An Empirical Study on Activity Recognition in Long Surgical Videos
This work addresses activity recognition for surgical workflow monitoring, but it is incremental as it focuses on empirical benchmarking of existing methods.
The paper benchmarks state-of-the-art deep learning architectures for activity recognition in surgical videos, finding that Swin-Transformer+BiGRU performs strongly on datasets like Cholec80 and Cataract-101, and explores adaptability to new domains through fine-tuning and unsupervised domain adaptation.

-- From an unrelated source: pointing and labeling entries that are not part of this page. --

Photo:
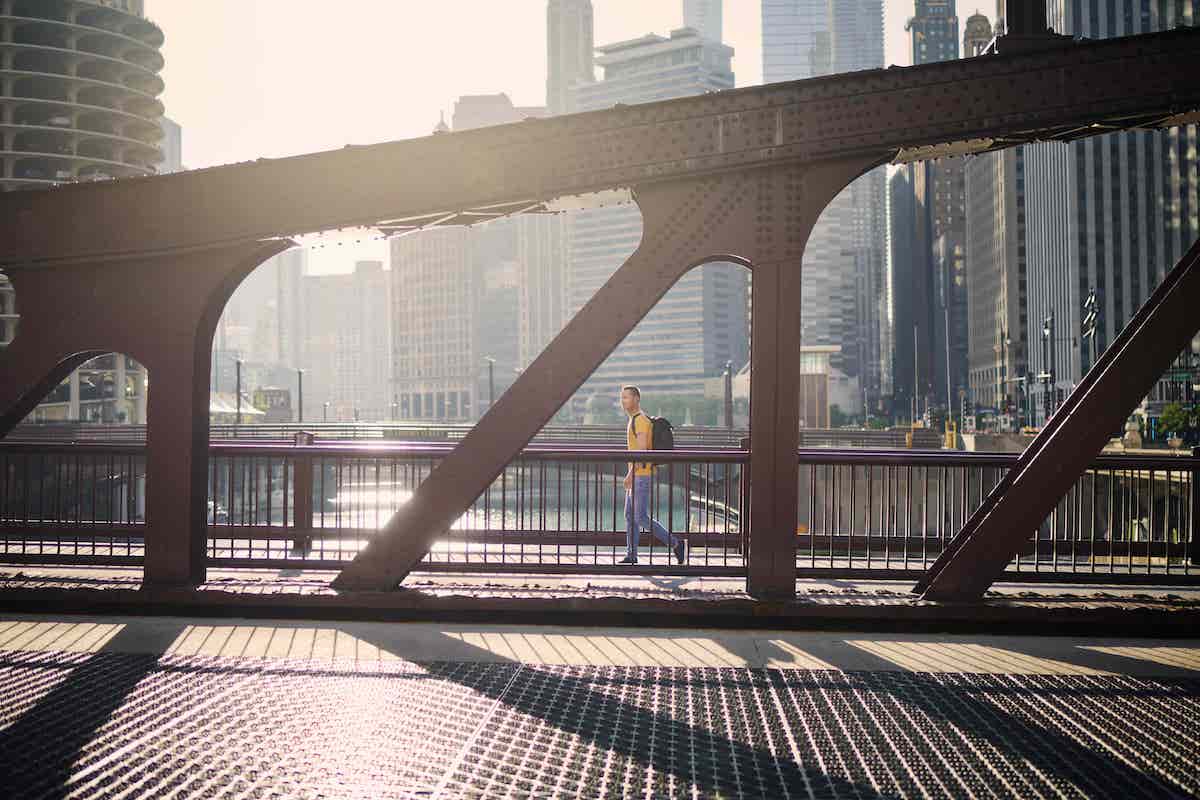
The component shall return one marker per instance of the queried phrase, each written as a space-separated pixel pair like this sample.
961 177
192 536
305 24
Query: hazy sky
250 78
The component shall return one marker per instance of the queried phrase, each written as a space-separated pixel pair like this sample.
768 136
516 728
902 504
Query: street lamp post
1048 358
491 382
729 395
238 388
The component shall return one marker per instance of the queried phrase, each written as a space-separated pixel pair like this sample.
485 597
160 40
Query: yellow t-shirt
640 423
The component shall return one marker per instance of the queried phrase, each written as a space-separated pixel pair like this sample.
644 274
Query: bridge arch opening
106 389
87 499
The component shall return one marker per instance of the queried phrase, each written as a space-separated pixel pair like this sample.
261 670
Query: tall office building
1109 214
493 292
703 16
289 269
172 145
79 101
701 323
807 38
347 347
996 270
569 52
436 371
935 292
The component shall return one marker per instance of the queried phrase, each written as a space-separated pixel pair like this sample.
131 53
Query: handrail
550 451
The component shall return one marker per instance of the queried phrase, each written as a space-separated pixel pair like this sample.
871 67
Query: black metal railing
552 510
562 509
601 434
1127 517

Activity recognition in surgical videos is a key research area for developing next-generation devices and workflow monitoring systems. Since surgeries are long processes with highly-variable lengths, deep learning models used for surgical videos often consist of a two-stage setup using a backbone and temporal sequence model. In this paper, we investigate many state-of-the-art backbones and temporal models to find architectures that yield the strongest performance for surgical activity recognition. We first benchmark the models performance on a large-scale activity recognition dataset containing over 800 surgery videos captured in multiple clinical operating rooms. We further evaluate the models on the two smaller public datasets, the Cholec80 and Cataract-101 datasets, containing only 80 and 101 videos respectively. We empirically found that Swin-Transformer+BiGRU temporal model yielded strong performance on both datasets. Finally, we investigate the adaptability of the model to new domains by fine-tuning models to a new hospital and experimenting with a recent unsupervised domain adaptation approach.